Disparition de Claude Lanzmann

Communiqué de presse
05/07/2018

Claude Lanzmann nous a quittés le 5 juillet dernier et il laisse derrière lui, en plus d’une œuvre colossale, un vide immense.

Paris, le 9 juillet 2018

 

Claude Lanzmann nous a quittés le 5 juillet dernier et il laisse derrière lui, en plus d’une œuvre colossale, un vide immense.

Figure intellectuelle engagée, il n’eut de cesse de lier son activité artistique à des convictions politiques très fortes. D’abord résistant pendant la seconde Guerre Mondiale, il fut également signataire du Manifeste des 121 qui dénonçait la répression en Algérie en 1960, opposant farouche au colonialisme et pourfendeur acharné de l’antisémitisme. Ses derniers films, le romantique Napalm, qui traite de la Corée du Nord contemporaine en contant une histoire d’amour survenue avec une autochtone un demi-siècle plus tôt, et le cruel Les Quatre sœurs, sur les horreurs subies par quatre femmes dans les camps d’extermination, témoignent encore des combats intellectuels qu’il aura menés jusqu’à sa mort.
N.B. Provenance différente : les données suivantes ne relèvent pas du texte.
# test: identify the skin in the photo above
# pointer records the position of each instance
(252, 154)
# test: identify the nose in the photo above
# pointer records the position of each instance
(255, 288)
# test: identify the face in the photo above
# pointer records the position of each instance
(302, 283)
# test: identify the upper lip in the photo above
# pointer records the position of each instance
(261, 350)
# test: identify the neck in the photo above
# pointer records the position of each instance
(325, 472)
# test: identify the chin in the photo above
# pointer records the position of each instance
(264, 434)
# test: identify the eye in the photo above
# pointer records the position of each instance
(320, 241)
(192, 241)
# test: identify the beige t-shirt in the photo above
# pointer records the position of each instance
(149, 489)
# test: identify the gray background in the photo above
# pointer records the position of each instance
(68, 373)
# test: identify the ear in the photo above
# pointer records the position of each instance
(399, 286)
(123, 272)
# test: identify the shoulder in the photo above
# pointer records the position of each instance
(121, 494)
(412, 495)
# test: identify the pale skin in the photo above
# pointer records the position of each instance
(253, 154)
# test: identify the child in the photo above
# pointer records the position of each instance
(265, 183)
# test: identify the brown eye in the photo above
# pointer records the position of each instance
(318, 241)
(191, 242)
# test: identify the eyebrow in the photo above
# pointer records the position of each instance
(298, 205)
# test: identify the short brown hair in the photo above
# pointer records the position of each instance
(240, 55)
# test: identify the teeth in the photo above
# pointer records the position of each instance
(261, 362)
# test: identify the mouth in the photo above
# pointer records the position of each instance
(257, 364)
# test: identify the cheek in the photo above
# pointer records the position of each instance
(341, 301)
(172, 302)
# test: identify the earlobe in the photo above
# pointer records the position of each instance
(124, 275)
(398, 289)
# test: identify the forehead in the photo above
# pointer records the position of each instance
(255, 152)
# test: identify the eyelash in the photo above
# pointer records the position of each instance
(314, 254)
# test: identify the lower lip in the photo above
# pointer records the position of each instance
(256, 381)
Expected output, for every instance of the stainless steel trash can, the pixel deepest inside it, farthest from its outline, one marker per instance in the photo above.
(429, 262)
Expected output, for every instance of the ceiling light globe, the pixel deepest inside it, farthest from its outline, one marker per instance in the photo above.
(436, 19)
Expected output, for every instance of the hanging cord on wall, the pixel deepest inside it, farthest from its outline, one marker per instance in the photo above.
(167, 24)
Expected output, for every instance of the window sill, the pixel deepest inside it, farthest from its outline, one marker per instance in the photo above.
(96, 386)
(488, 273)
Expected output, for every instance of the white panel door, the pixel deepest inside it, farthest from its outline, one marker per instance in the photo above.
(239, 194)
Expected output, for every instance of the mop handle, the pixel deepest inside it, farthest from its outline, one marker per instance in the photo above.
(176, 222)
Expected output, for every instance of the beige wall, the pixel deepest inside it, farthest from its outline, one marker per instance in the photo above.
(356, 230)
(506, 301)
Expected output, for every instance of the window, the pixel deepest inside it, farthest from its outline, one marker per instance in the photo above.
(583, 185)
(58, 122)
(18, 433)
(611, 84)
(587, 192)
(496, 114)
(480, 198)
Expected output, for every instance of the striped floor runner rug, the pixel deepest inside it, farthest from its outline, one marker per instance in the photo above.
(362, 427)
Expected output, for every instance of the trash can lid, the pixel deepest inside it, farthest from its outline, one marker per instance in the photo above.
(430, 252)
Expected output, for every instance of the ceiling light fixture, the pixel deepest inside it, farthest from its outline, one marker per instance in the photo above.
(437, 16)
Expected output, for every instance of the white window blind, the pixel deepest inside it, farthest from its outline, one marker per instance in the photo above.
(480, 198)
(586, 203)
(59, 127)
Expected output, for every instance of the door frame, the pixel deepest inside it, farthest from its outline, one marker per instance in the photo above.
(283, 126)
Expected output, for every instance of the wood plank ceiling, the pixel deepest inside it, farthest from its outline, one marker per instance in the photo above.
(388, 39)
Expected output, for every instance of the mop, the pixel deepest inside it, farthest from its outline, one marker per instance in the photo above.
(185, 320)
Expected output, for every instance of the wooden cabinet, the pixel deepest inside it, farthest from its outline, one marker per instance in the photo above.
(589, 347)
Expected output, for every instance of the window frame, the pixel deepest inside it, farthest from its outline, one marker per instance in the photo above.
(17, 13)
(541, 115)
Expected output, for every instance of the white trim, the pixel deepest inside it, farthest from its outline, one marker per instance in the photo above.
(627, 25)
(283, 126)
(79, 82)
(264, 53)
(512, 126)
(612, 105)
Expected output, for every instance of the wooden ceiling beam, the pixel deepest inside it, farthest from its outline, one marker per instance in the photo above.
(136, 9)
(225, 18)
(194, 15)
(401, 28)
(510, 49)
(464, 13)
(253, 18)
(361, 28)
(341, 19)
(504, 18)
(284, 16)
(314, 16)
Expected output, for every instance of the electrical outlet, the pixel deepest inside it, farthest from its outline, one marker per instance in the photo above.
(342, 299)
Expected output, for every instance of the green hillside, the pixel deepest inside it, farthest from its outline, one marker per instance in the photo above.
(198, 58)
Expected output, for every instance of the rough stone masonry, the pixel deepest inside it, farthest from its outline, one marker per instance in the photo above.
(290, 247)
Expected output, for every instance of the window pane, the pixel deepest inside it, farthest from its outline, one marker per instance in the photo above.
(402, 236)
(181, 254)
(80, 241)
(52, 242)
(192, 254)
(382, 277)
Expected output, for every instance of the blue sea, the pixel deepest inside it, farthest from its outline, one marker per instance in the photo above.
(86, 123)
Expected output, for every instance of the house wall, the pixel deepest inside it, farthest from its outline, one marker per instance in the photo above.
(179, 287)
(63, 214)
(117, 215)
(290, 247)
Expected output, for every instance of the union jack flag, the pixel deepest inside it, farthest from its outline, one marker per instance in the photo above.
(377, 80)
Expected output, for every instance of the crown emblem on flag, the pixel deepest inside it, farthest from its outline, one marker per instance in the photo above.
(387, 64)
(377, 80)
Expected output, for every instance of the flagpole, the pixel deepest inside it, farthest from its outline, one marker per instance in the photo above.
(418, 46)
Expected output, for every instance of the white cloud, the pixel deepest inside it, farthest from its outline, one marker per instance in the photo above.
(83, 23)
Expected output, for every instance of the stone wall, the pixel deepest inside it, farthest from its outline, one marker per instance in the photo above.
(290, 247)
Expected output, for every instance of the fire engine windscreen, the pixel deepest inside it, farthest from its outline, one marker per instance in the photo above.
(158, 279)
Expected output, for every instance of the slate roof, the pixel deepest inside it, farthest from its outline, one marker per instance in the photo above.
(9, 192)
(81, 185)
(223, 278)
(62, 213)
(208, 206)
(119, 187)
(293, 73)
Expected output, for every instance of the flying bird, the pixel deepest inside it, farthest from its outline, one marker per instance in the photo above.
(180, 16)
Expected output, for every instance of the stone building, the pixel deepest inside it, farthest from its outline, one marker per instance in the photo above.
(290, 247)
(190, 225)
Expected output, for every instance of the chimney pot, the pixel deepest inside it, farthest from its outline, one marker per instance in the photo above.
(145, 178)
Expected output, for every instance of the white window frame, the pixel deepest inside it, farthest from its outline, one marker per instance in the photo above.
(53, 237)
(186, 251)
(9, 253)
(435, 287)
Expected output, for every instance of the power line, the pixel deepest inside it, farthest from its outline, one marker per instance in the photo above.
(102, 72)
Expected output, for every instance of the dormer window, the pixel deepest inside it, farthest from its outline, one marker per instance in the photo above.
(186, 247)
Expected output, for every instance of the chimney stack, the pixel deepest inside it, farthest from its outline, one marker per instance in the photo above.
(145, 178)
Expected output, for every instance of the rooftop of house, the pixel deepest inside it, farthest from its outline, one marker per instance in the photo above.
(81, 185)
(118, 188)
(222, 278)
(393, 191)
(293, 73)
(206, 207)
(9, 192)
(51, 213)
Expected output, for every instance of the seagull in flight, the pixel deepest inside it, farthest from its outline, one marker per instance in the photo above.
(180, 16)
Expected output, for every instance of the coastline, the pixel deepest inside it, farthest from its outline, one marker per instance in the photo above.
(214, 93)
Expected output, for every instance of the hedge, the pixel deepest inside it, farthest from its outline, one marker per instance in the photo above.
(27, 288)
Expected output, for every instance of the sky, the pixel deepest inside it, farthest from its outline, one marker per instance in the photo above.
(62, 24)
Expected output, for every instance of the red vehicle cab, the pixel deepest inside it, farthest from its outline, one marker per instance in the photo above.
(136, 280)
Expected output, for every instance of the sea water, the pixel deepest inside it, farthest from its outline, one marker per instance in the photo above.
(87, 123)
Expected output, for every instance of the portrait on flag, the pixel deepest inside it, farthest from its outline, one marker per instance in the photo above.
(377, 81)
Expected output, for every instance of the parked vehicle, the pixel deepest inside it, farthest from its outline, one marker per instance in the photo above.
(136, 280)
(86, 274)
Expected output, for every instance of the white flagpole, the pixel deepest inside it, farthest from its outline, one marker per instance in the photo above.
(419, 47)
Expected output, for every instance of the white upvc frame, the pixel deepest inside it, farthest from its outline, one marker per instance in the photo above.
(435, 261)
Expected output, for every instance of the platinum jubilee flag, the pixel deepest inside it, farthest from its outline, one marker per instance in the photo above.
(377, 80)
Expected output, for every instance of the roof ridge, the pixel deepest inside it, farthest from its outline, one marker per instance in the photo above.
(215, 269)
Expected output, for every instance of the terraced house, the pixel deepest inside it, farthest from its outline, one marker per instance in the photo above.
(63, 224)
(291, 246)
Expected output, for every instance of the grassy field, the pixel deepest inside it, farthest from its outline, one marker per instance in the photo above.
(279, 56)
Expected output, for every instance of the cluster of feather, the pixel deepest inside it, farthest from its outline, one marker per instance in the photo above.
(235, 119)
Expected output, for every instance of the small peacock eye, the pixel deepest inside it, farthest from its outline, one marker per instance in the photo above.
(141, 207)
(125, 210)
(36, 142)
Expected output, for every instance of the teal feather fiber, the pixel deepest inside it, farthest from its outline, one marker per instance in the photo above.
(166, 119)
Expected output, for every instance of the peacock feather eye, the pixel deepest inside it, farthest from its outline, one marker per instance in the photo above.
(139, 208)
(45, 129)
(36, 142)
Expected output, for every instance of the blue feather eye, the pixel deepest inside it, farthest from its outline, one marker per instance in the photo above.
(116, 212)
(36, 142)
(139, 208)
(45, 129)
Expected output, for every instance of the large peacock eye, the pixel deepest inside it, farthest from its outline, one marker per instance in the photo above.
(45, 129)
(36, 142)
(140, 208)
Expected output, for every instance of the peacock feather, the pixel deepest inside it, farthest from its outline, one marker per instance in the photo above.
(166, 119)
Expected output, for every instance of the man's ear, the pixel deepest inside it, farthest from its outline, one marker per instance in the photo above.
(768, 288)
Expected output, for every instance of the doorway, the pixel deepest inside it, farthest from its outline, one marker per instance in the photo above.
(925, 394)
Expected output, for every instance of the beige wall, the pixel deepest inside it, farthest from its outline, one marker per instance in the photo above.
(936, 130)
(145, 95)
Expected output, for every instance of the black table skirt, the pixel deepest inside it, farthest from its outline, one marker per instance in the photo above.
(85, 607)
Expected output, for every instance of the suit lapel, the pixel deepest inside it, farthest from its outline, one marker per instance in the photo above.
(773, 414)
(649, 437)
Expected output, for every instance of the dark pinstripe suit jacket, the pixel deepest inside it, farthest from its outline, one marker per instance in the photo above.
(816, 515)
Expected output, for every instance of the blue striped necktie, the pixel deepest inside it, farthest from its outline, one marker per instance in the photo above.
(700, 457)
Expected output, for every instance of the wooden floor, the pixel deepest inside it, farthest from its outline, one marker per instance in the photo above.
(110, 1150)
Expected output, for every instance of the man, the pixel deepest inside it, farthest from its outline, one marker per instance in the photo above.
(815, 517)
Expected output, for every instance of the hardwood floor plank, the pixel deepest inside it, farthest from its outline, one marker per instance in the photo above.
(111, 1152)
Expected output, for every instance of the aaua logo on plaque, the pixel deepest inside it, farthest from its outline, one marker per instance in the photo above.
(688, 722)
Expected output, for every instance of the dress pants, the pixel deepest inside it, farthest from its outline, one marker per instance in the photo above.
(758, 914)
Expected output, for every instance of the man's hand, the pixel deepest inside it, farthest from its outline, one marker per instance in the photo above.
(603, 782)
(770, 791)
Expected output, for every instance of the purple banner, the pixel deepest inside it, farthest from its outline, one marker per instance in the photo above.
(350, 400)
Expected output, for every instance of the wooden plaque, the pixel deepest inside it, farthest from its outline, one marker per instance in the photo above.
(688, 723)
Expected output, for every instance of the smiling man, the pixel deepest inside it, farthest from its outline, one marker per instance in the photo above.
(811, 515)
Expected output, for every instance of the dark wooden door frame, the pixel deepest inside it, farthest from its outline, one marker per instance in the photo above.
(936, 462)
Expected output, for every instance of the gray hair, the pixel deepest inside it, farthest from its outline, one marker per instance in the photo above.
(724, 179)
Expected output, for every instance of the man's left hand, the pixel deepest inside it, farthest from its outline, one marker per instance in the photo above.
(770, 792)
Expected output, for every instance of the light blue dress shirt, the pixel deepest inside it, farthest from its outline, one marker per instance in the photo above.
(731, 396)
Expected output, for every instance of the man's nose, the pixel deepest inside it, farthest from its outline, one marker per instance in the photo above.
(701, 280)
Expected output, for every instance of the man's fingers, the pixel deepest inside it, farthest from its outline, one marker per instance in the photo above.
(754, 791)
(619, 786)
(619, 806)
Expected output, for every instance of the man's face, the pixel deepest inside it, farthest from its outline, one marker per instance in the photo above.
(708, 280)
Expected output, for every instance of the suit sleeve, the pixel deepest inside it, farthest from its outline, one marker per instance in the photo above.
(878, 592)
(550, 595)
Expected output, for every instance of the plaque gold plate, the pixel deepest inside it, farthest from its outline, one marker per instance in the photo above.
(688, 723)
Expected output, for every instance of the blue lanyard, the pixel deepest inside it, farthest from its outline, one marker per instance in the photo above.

Excessif, bourru, passionné et débordant de vie, Claude Lanzmann fut une personnalitécomplexe, profondément libre et intransigeante. Son film le plus célèbre, son monument d’historicisation de la mémoire, Shoah, n’a ni précurseur ni successeur et l’on peut douter qu’il en aura jamais. Il définit ce que fut son approche du cinéma, sa méthode, qui inspire aujourd’hui encore les cinéastes documentaires. Ne cherchant ni à comprendre le Mal ni à expliquer l’Holocauste, Lanzmann s’accroche aux seuls faits, au prosaïsme atroce qui régit la mise à mort dans les camps d’extermination, au-delà de tout moralisme et de toute psychologisation des actes barbares perpétrés. Il s’évertue, durant les neuf heures qui composent Shoah, à raconter le fonctionnement quotidien de la machine de mort nazie. Sans images d’archives, mais nourri d’une enquête préalable de douze ans, Lanzmann réalise l’impossible : dire l’ineffable et montrer l’indicible du modus operandi froid et bureaucratique de la solution finale. Quiconque a vu Shoah se remémore aisément avoir été saisi d’effroi devant l’obscénité du mécanisme décrit par la seule force des lieux, soudainement rendus à la vie par l’enregistrement visuel de leur ici et maintenant, et les interventions des protagonistes, questionnés par un Lanzmann autant acteur que réalisateur. Des images et du son – du cinéma – pour suppléer une mémoire inexistante et faire renaître, de manière éphémère, les morts passés pour les vivants présents et à venir.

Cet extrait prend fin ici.